After some internet trawling I realised that wooden boards for sale are thin on the ground, so I decided to design and make one for myself. I started sketching up some design ideas, an amalgamation of drawing boards I’ve used over the years, and some pictures of old boards from the 1930s I found on line.
Making a drawing board
posted in: 3D printing, Arts & Crafts, Design, Furniture
It all started when I watched a film where a character spent most of their time perched at a large wooden drawing board immersed in sketches, and I thought “I’d like one of those”.
The next job was to model up the board, and along the way work out the moving components that I would need to consider in my design. I knew I wanted it to be both height adjustable and have a tilting function – but from experience both of these adjustments didn’t need to be infinitely so. I also wanted it to be at least A1 size so I could place lots of books and papers over it, and I also wanted it to have a good sturdy design aesthetic.

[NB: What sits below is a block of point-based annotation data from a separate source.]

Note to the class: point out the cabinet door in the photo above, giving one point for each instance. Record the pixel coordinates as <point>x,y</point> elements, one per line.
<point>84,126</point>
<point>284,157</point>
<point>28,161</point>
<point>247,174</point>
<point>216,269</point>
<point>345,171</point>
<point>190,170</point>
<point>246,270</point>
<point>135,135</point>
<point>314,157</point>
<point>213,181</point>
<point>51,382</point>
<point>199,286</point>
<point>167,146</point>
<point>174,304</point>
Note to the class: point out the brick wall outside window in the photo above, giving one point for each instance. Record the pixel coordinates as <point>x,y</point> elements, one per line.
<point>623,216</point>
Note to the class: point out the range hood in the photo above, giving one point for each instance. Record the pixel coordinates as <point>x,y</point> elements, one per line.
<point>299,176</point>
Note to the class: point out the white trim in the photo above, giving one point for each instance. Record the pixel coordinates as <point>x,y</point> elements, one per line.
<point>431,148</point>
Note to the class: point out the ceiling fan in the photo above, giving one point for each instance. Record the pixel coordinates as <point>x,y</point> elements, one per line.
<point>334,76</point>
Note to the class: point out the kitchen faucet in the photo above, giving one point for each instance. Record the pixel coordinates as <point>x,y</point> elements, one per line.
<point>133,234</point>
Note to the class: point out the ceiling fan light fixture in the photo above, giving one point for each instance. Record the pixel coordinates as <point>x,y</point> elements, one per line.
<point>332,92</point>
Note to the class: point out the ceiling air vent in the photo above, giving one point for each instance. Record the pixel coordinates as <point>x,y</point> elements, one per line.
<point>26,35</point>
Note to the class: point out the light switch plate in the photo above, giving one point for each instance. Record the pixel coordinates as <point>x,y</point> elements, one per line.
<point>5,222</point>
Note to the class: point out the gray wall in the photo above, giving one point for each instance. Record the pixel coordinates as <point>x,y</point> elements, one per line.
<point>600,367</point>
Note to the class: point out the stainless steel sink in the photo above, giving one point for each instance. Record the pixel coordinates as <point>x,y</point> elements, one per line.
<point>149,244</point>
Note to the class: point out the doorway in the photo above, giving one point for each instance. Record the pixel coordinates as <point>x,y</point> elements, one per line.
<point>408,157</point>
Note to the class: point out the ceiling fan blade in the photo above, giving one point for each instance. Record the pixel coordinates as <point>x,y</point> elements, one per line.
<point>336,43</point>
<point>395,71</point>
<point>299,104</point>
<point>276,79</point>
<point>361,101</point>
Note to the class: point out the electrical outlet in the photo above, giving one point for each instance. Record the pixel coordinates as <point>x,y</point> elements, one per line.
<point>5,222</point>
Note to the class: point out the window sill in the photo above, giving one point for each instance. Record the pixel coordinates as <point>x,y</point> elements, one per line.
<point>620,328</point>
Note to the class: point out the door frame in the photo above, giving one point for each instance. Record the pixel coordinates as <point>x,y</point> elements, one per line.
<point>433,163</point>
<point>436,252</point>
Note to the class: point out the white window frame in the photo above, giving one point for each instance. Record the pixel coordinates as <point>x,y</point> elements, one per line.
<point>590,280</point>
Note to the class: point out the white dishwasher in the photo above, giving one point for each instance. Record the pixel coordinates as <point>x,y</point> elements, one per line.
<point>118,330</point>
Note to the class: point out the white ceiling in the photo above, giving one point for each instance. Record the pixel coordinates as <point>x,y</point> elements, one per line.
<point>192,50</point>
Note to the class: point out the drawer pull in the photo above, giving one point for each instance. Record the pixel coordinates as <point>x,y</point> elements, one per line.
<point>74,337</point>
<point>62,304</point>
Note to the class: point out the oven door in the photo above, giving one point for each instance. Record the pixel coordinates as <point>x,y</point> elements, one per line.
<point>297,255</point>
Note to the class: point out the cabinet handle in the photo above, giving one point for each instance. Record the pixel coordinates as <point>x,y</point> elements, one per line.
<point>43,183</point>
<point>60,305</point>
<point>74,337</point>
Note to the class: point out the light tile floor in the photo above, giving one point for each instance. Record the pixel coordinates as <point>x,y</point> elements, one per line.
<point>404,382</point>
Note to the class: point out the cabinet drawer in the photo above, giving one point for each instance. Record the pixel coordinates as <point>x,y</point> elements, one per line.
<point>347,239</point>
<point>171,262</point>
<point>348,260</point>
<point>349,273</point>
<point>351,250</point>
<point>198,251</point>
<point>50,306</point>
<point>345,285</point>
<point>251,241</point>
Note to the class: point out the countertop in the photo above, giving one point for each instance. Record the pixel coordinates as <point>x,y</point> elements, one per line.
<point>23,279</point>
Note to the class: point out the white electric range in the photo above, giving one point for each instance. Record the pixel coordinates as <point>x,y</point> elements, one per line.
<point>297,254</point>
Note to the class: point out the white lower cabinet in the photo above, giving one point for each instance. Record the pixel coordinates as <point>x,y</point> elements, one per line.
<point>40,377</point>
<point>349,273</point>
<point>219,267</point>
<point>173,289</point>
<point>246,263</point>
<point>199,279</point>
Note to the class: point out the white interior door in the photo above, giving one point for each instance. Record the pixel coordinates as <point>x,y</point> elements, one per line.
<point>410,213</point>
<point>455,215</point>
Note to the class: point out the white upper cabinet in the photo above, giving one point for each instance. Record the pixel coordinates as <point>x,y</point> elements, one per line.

Using Blender ( a 3D modelling program) , I modelled the board around my own standing height requirements, and starting with the board, then worked out size and position of the uprights and then the triangular base support. I chose a triangular base over some other more standard flat base options I saw in my research, purely because I thought our home carpentry skills weren’t up to building the type of wood joints that would require.
My wood of choice is always plywood, and as this is mainly a prototype piece, I used 18mm ply for the board, and pine for the more structural pieces. The board has two support pieces of pine, to act as bracing and also to create a pivot point between the uprights and the board.
In retrospect ply has not been as stable as I would like, the board is developing a bit of a bow, which could be remedied with extra bracing or replacing with a hardwood. But as I don’t want to use the board for technical drafting – I think I can live with it.
The cutting list of components consisted of: board top, board pen tray strip, 2 upright supports, 2 thick upper and lower horizontal braces, 4 angled legs, 2 footrests (also acting as stability braces), two triangular side supports in 12mm ply, and two aluminium strips to create board adjustment levers with 4 position notched cut into them.
Construction began with the routing of a slot in the uprights, which will allow the board to be height adjustable. Then a cross brace was added with custom bolt fittings made on a 3D printer (see separate post 3D printing).
Then the legs were attached to a triangular plate, and bolted onto the upright. Once upright the board wobbled a bit, and on closer inspection it looked like the bolt position was too close to the apex of the triangle, this allowed the upright to pivot about this one connection point.
So I cut a larger triangle and repositioned the bolt hole lower down, this created a two position connection (the top of the legs and the lower bolt hole) which eliminated the wobble.
Then I assembled the board with 2 braces underneath, with holes drilled for bolt attachments to the uprights.
A thin strip of wood along the base of the board was glued on and clamped overnight to create a pen tray.